Resistance training can have a profound effect on muscle density without changes in muscle volume [51]. This is consistent with our observation that participants with low baseline TMD had the largest strength gains following PRT. However, neither baseline IMAT nor TMD was associated with a hypertrophic response. These data indicate that lipid metabolism may contribute to performance gains with PRT in older individuals with low baseline TMD. Conversely, those with higher baseline muscle density may derive less performance benefit from PRT.

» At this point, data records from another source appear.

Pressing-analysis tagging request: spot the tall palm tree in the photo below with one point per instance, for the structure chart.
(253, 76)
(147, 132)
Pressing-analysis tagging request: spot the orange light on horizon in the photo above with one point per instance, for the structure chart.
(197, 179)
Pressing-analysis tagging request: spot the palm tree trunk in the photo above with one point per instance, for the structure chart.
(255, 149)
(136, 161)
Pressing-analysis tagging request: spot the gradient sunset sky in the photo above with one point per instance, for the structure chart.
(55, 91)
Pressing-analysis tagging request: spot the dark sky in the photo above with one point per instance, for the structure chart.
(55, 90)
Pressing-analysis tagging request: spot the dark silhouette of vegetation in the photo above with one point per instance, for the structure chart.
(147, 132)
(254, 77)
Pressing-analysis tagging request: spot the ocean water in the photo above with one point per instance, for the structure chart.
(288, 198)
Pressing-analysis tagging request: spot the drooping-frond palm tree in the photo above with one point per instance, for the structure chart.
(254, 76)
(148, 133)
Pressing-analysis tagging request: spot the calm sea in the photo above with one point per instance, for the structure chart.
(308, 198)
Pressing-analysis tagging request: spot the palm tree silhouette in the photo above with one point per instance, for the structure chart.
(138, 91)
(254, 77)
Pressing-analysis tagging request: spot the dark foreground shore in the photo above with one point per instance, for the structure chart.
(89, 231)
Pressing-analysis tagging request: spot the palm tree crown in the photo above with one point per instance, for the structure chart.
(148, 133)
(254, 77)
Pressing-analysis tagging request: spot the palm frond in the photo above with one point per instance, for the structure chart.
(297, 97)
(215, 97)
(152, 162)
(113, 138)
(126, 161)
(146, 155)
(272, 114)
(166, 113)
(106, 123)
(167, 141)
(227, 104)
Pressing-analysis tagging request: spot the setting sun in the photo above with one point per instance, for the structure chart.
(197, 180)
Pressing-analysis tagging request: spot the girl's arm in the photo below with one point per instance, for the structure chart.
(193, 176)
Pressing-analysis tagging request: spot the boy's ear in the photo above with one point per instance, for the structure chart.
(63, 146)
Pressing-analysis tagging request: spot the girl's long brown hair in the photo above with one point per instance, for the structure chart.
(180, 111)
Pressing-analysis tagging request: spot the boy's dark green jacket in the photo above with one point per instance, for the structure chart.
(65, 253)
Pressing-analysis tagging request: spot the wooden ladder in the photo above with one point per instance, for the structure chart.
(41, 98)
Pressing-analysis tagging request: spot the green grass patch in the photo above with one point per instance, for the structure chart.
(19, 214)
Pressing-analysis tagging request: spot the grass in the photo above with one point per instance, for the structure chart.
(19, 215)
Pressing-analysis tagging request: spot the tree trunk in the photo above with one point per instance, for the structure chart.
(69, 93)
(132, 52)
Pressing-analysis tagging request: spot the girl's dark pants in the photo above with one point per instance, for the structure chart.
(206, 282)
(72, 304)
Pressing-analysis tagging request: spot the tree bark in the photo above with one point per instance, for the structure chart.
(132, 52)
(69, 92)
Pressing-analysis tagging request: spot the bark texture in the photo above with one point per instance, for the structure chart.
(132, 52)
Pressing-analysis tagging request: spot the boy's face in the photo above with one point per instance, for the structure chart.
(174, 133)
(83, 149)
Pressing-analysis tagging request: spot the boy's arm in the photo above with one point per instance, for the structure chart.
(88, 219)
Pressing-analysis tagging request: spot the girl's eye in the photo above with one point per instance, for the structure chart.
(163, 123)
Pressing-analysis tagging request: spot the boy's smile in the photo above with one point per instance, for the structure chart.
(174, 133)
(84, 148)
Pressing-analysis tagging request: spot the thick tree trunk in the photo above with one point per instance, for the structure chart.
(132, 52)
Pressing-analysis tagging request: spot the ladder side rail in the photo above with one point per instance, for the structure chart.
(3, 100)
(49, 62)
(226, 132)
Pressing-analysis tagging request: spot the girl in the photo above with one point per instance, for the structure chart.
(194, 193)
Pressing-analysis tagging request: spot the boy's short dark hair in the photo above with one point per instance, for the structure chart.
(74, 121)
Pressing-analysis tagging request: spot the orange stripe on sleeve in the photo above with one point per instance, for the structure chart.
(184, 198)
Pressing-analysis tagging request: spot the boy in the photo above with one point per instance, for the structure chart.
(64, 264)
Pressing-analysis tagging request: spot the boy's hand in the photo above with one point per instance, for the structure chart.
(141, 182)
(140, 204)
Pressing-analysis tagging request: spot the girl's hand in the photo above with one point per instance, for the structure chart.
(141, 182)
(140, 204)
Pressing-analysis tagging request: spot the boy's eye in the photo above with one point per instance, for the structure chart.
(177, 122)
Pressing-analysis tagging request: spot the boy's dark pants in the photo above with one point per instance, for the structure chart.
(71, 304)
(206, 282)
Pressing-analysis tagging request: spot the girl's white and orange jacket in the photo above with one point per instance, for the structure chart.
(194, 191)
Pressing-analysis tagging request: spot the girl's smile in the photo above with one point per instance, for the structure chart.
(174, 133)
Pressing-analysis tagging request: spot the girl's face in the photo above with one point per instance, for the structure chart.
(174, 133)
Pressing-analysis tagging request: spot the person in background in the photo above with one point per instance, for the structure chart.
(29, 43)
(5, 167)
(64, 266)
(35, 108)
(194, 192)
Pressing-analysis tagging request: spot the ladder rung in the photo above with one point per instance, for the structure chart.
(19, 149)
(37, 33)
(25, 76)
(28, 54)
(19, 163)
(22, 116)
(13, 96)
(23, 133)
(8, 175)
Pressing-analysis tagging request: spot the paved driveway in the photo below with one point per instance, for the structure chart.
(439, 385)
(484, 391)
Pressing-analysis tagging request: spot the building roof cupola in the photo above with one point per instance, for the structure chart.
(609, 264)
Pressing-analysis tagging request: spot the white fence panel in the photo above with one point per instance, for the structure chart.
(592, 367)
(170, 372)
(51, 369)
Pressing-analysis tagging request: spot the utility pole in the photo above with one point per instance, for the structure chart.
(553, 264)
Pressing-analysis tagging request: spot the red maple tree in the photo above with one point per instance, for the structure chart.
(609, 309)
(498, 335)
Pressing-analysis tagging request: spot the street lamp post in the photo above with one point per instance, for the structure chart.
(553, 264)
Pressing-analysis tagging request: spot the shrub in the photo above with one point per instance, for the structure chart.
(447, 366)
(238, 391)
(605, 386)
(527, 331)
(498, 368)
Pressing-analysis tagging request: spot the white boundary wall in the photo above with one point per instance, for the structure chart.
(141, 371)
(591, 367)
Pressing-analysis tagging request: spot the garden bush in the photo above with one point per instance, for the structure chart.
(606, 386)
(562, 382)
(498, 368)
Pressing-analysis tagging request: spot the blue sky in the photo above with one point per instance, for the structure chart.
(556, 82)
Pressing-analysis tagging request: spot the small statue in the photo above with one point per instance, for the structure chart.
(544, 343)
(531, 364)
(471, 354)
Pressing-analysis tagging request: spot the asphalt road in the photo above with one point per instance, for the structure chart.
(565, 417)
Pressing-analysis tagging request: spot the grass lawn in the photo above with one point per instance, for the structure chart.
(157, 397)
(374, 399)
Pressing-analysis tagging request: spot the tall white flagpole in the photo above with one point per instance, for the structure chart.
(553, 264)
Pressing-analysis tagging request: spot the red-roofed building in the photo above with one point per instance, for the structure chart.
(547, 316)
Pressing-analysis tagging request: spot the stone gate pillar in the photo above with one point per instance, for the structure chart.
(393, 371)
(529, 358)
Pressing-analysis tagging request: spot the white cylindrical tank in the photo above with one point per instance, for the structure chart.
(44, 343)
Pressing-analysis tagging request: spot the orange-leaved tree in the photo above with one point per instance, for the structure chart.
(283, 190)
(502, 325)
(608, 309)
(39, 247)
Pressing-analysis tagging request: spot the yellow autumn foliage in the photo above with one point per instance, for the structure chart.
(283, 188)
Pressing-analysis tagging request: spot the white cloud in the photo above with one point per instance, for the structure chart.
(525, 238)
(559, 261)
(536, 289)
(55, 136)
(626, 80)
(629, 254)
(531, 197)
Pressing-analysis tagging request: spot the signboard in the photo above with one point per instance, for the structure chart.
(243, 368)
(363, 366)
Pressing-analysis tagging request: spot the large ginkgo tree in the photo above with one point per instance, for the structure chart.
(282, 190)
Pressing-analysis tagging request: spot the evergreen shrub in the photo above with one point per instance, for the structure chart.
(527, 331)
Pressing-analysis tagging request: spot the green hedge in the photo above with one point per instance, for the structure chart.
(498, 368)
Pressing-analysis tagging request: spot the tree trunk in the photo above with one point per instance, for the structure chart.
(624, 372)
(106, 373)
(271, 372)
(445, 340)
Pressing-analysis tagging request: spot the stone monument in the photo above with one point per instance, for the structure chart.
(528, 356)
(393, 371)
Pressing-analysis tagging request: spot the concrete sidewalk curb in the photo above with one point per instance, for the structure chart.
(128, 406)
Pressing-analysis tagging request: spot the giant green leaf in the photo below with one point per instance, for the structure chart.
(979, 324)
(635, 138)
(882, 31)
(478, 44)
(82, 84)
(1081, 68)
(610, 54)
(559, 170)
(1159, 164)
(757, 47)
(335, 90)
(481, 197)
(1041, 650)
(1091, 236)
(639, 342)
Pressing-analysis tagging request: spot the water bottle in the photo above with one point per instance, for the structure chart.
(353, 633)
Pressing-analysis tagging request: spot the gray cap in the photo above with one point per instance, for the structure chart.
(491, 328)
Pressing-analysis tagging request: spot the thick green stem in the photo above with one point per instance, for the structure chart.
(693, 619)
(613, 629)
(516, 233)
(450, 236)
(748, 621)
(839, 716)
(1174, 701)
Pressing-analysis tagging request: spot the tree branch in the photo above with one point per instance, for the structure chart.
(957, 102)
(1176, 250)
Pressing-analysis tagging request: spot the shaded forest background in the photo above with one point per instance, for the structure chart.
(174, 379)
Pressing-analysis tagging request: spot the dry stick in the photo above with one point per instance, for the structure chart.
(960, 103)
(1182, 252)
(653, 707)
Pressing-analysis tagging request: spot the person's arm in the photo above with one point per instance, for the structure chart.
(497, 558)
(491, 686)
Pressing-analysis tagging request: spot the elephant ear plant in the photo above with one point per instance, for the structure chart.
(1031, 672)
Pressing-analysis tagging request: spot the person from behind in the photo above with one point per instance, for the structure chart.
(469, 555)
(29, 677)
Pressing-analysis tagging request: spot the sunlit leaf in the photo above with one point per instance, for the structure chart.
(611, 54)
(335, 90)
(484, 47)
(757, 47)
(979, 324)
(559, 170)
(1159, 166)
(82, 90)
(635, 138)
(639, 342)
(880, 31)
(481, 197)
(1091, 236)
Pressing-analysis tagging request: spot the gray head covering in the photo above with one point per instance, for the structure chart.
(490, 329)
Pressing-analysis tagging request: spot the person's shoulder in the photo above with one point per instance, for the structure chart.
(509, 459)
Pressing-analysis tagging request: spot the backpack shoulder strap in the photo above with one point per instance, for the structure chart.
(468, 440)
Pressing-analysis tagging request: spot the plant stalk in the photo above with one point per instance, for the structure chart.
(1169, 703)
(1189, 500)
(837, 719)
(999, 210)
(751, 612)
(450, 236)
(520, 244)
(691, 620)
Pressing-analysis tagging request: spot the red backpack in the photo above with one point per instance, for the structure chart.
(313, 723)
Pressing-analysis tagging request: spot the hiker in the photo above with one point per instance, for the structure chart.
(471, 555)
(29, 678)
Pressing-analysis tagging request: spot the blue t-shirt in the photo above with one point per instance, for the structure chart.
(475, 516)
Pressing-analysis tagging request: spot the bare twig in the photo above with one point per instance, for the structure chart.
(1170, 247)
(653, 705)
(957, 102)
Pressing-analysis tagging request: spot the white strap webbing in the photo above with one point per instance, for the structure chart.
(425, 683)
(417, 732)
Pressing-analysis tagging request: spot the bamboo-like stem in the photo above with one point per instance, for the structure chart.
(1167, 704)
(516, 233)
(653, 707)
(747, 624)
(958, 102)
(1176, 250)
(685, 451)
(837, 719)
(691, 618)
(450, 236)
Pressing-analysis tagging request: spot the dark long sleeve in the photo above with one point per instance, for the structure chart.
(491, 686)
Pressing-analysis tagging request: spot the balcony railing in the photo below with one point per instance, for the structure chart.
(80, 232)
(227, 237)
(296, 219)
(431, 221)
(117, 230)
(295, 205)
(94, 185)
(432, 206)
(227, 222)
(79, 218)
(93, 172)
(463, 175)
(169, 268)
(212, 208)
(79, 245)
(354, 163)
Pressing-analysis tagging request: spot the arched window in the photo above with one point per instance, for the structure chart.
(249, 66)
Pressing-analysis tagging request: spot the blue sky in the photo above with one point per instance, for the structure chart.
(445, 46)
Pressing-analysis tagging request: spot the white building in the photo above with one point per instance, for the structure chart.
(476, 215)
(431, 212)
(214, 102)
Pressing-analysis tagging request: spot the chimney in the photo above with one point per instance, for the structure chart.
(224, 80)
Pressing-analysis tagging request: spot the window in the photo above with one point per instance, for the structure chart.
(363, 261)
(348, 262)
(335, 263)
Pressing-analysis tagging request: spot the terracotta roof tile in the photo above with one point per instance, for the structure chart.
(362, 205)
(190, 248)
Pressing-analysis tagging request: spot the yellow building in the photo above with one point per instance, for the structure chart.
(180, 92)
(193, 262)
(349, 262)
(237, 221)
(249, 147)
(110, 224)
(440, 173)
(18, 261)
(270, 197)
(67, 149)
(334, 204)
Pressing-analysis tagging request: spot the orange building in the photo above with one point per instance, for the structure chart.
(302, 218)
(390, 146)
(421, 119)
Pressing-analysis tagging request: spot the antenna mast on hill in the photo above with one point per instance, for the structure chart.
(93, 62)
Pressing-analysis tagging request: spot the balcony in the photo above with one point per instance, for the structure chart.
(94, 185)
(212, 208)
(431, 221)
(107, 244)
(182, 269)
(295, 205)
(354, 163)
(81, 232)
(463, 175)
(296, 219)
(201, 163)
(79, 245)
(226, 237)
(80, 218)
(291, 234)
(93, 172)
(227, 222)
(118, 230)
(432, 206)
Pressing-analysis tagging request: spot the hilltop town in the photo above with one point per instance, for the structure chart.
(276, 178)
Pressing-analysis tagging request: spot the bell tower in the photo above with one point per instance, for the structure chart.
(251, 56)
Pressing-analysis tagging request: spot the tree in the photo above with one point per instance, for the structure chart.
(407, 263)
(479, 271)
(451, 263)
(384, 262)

Our primary outcomes report from the MASTERS trial showed that, compared to placebo, metformin blunts hypertrophy, strength, and normal muscle density gains following PRT [54]. Here, we show that metformin preferentially blunted gains in TMD and strength in participants with high baseline muscle lipid (low TMD or high IMAT). Similarly, metformin individuals who had the highest changes in TMD also had blunted strength gains. This suggests that adaptations in lipid metabolism are required to maximize strength gains in response to PRT. These results are consistent with findings from other studies showing that metformin blunted responses to aerobic exercise training [25], resistance training [5], and concurrent aerobic/resistance training [31].

Limitations

This study is not without limitations. Our study population consisted of moderately active, healthy older men and women who engaged in PRT along with metformin or placebo, but it did not include a no-PRT metformin only group. Thus, we are unable to comment on whether metformin alone might affect muscle lipid, size, or strength. Importantly, we did not study the interaction between metformin and PRT in people with pre-diabetes or diabetes, and we cannot comment on whether the combination of metformin and PRT would be appropriate in this population. While we attempted to identify increased infiltration of lipid into the muscle as a possible determinant of anabolic heterogeneity, there are many known other candidates contributing to muscle mass and size loss due to aging such as physical activity, nutrition, and genetic background, which we have not characterized. Additionally, while TMD is a surrogate measure for IMCL and EMCL, it does not elucidate cellular lipid localization, nor does it quantify levels of specific lipid species.

Conclusion

In summary, we report that TMD, as a proxy for IMCL and EMCL, is independently associated with cross-sectional physical performance measures, as well as longitudinal strength and power changes following PRT in a large cohort of healthy older persons. We demonstrate that muscle density is positively associated with cross-sectional physical performance, but it does not predict one’s ability to gain lean mass during PRT. Furthermore, metformin blunts PRT outcomes preferentially in older individuals with lower TMD (higher baseline muscle lipid). Given metformin’s proven safety and efficacy for treating pre-diabetes and diabetes, future work should elucidate the molecular mechanisms responsible for its interactions with exercise. Although future work is also needed to identify molecular mechanisms that drive the relationships between muscle lipid content and resistance exercise adaptation, our results indicate that healthy older adults with higher baseline muscle lipid derive more benefit from PRT than those who have lower baseline muscle lipid. Our results further indicate that muscle density, independent from muscle mass, is strongly associated with function, performance, and strength in older individuals. The work presented here provides opportunities to determine whether modulation of IMAT or TMD could provide an approach to counteract PRT response heterogeneity and restore hypertrophic potential among older individuals.